Jon Huntsman, the former U.S. ambassador to China who is considering a run for the Republican presidential nomination, addressed questions about his service to Democratic President Barack Obama.
“Work to keep America great,” he said in a commencement speech yesterday at the University of South Carolina. “Serve her, if asked. I was, by a president of a different political party. But in the end, while we might not all be of one party, we are all part of one nation.”
It was Huntsman’s first public speaking appearance since his return to the U.S., after he resigned a post that he was appointed to by Obama.
Huntsman is on a three-day visit to South Carolina, a state that will hold one of the nation’s first 2012 primaries. He met with the state’s Republican governor and with political activists. The former ambassador, a Mormon, is scheduled to visit Seacoast Church, a non-denominational congregation near Charleston, today.
“The real test of a nation is not how well it does when times are good, but how well it does when times are tough,” Huntsman told the more than 1,100 graduates yesterday.
China’s growing economic power doesn’t diminish the potential that remains in the U.S., Huntsman said.
“Our free and open society that can respectfully embrace debate, coupled with a free-market system that rewards risk and innovation, is still the envy of the world,” he said. “We are still as full of potential as ever.”
Huntsman, 51, who speaks Mandarin Chinese and was previously the ambassador to Singapore under former President George H.W. Bush, a Republican, is scheduled to give a commencement address on May 21 in New Hampshire, another early voting state. A father of seven, Huntsman became fluent in Mandarin during his time as a Mormon missionary in Taiwan.
His training as an ambassador, he said, has often discouraged frankness.
“The real secret about diplomats is that we’re trained to say something, when there is nothing to say, and to say nothing when there is something to say,” he said.
The former diplomat also talked about his upbringing, as he sought to present his life story for consideration by voters.
“My initial passion in life was to be a rock-and-roll musician,” he said. “In my teens, you wouldn’t have recognized me. My hair was Rod Stewart shaggy.”
He reminded the graduates to cherish their freedom, recounting a recent visit he made to the apartment of a human rights activist in China who had been tortured.
“Sometimes we take America for granted,” he said. “Sometimes we forget that we have freedom to pursue any passion, while many in this world do not.”
If he does enter the race, Huntsman told reporters May 6 that he doesn’t intend to use his family’s fortune to finance a campaign. His family runs St. Lake City-based Huntsman Corp. (HUN:US), a global chemical company, and is one of the wealthiest in Utah.
“If we were to get in the race, no self-financing,” he said at the South Carolina state capitol, in his first extensive comments to reporters since he resigned. “Unless you can raise it legitimately, you don’t win. I learned that running for governor.”
Huntsman is the son of billionaire businessman and philanthropist Jon Huntsman Sr. The family’s business has about 12,000 employees worldwide and had 2010 revenue of more than $9 billion, according to the company’s website.

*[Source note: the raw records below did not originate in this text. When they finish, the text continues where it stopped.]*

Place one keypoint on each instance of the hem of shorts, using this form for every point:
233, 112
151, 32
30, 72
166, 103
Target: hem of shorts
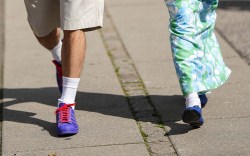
87, 25
41, 33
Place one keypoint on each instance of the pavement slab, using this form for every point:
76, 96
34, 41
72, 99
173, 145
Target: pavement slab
233, 24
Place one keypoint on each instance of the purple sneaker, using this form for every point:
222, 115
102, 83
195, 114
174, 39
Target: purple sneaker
65, 120
59, 74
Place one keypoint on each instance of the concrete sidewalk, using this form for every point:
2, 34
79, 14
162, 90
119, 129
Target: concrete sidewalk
129, 101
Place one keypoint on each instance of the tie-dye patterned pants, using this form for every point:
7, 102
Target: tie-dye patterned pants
196, 52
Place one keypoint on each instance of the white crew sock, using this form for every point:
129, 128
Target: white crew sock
193, 99
56, 52
70, 86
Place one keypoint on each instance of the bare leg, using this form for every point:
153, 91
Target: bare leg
73, 53
51, 40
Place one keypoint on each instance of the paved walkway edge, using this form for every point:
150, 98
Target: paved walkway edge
1, 67
148, 120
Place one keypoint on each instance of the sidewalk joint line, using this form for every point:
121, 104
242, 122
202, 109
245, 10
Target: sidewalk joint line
142, 108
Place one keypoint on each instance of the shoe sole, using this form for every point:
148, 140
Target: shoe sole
67, 133
192, 117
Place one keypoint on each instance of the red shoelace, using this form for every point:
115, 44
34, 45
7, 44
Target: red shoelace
64, 112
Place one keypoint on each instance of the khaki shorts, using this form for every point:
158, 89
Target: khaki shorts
46, 15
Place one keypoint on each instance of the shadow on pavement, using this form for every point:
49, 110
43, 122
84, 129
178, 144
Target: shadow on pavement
234, 5
108, 104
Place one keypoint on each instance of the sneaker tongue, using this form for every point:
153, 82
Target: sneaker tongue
61, 104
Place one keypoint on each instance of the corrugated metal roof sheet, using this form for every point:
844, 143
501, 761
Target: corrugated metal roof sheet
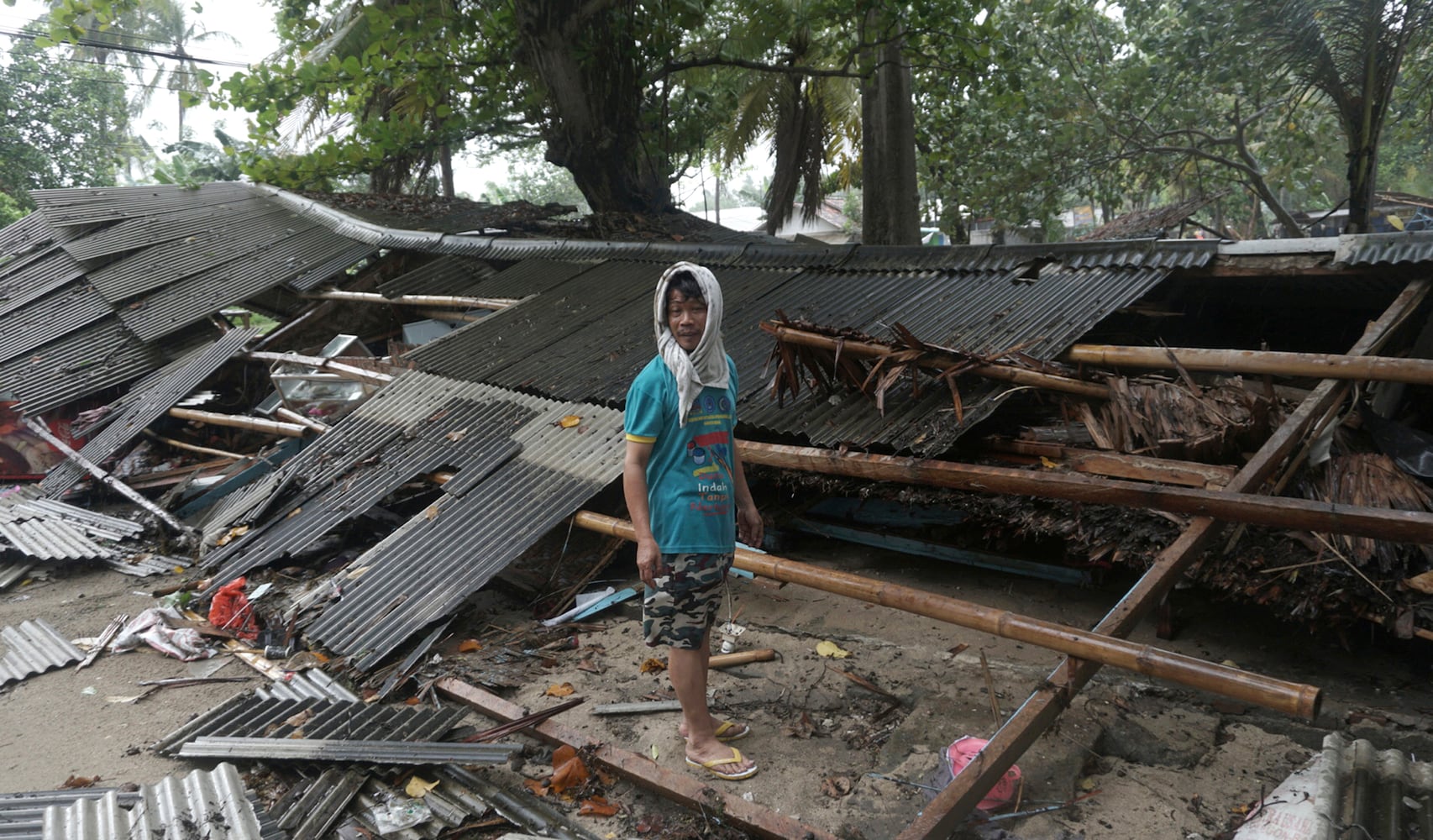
49, 318
34, 648
214, 806
144, 410
82, 363
248, 716
109, 204
424, 570
1384, 249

As governor, Huntsman came under criticism from some in his own party for supporting civil unions for gay couples and for making Utah part of a regional alliance aimed at developing goals to cut greenhouse-gas emissions.
Huntsman, who was starting his second term as Utah’s governor when he took the ambassador’s job, said he remains interested in public service.
“I haven’t been unemployed in a long time,” he told reporters. “We’re looking at our future and seriously considering our options and taking a good, serious look at maintaining some level of activity in public service.”
Huntsman created a federal political action committee last week. He offered no specifics on when he might enter the Republican race, in which he would be seeking to oust from office the man who sent him to Beijing.
“I wouldn’t want to suggest that there’s a timeline, other than to say that things are moving pretty quickly and whatever timelines one is looking at, can’t be more than a couple of months,” he said.
Other Republicans considering possible bids include former Minnesota Governor Tim Pawlenty, former Massachusetts Governor Mitt Romney, former U.S. Senator Rick Santorum of Pennsylvania, former Arkansas Governor Mike Huckabee, former Alaska Governor Sarah Palin, former U.S. House Speaker Newt Gingrich of Georgia, Governor Mitch Daniels of Indiana and Texas Congressman Ron Paul, who is considering a third run for the White House.
The lack of a clear Republican front-runner has encouraged others, including Representative Michele Bachmann of Minnesota, a Tea Party favorite, and real estate developer Donald Trump to position themselves for potential runs.